Uneasiness gripped him and he ducked out of sight. The O’Neills were cousins to his people, but Lachlan didn’t recognize this man. Even if he could identify him, he wouldn’t know whether he could trust him. Even with his father’s help, Lachlan had never been able to pinpoint the enemies within his own clan, so who was to say that this O’Neill wasn’t a friend of the assassins whose knife had found its way into his back?

Lachlan pressed behind the building as he heard striding steps approaching. When Conor’s dark figure swept by, Lachlan made sure the doctor was alone and then stepped into the path behind him. The doctor whirled and his hand went to the knife-hilt of his belt.

Lachlan raised a brow. “Expecting trouble on your own island?”

“Old habits die hard.” The doctor released his grip and looked him over. “The shoulder heals?”

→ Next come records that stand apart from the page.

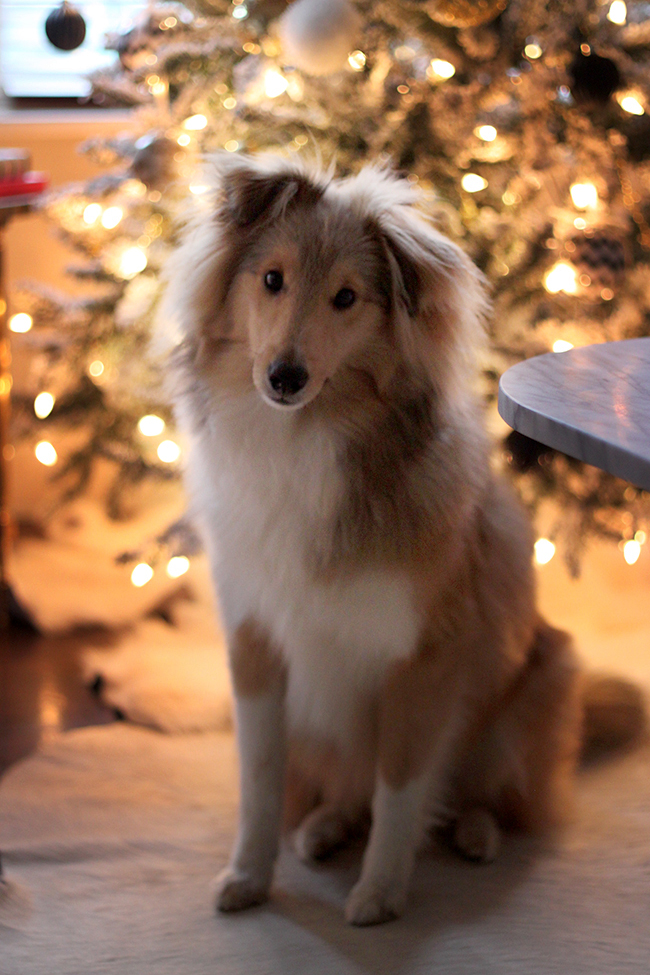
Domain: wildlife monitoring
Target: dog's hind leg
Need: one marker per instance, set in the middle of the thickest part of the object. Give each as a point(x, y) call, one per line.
point(520, 767)
point(324, 830)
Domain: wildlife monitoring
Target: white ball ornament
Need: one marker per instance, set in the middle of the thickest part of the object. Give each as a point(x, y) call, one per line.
point(318, 35)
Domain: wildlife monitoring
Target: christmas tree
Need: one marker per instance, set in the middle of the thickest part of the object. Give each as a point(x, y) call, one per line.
point(525, 119)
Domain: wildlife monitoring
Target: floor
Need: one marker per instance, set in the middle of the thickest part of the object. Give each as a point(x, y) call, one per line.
point(42, 689)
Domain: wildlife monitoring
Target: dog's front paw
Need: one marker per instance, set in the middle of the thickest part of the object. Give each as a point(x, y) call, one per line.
point(235, 890)
point(373, 903)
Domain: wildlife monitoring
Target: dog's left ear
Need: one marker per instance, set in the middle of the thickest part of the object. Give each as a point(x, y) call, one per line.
point(439, 296)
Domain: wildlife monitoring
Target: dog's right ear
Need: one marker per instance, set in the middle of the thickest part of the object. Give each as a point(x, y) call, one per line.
point(251, 189)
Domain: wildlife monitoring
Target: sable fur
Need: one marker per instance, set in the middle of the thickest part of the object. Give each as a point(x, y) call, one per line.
point(375, 580)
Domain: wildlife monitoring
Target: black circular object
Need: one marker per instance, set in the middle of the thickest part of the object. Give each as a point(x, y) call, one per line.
point(593, 78)
point(65, 27)
point(522, 452)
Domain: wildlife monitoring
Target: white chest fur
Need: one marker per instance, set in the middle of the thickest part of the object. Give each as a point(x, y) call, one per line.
point(263, 492)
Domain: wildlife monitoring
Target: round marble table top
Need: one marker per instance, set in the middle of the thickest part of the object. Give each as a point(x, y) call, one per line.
point(592, 403)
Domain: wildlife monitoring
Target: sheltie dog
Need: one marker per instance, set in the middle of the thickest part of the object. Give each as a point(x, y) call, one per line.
point(374, 576)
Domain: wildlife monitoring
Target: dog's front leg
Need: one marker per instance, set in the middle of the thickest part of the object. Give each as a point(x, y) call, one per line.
point(416, 731)
point(259, 686)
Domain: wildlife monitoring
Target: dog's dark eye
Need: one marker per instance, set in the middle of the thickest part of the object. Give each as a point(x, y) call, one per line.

“Well enough to heft a knife.” Lachlan tilted his head toward the shore. “What business do you have with an O’Neill?”

“Your business, Lachlan of Loch Fyfe.”

Had Lachlan been stronger, more wary, maybe he could have hidden his surprise. But Lachlan saw from the doctor’s face that his own reaction had swept away the last of the man’s doubts.

Lachlan said, “You’ve been busy in Galway.”

“The Derry men are talkative in their cups.” The doctor stepped up to him, lowering his voice. “Much has happened in Scotland since you left.”

The doctor placed a heavy hand on Lachlan’s good shoulder.

“Lachlan,” he said. “Your father is dead.”





CHAPTER NINE


Cairenn knew the feelings that passed through a mind when bad news was delivered—the denial, the shock, the anger—but she could not read Lachlan’s thoughts as her father delivered the tidings of Lachlan’s father’s death. All she could do was watch that beautiful face from where she stood on a ridge of the hillside path. From this distance, she saw him shake his head once, twice. She saw his brows lower as if he didn’t understand the words. Then his face went as still as stone.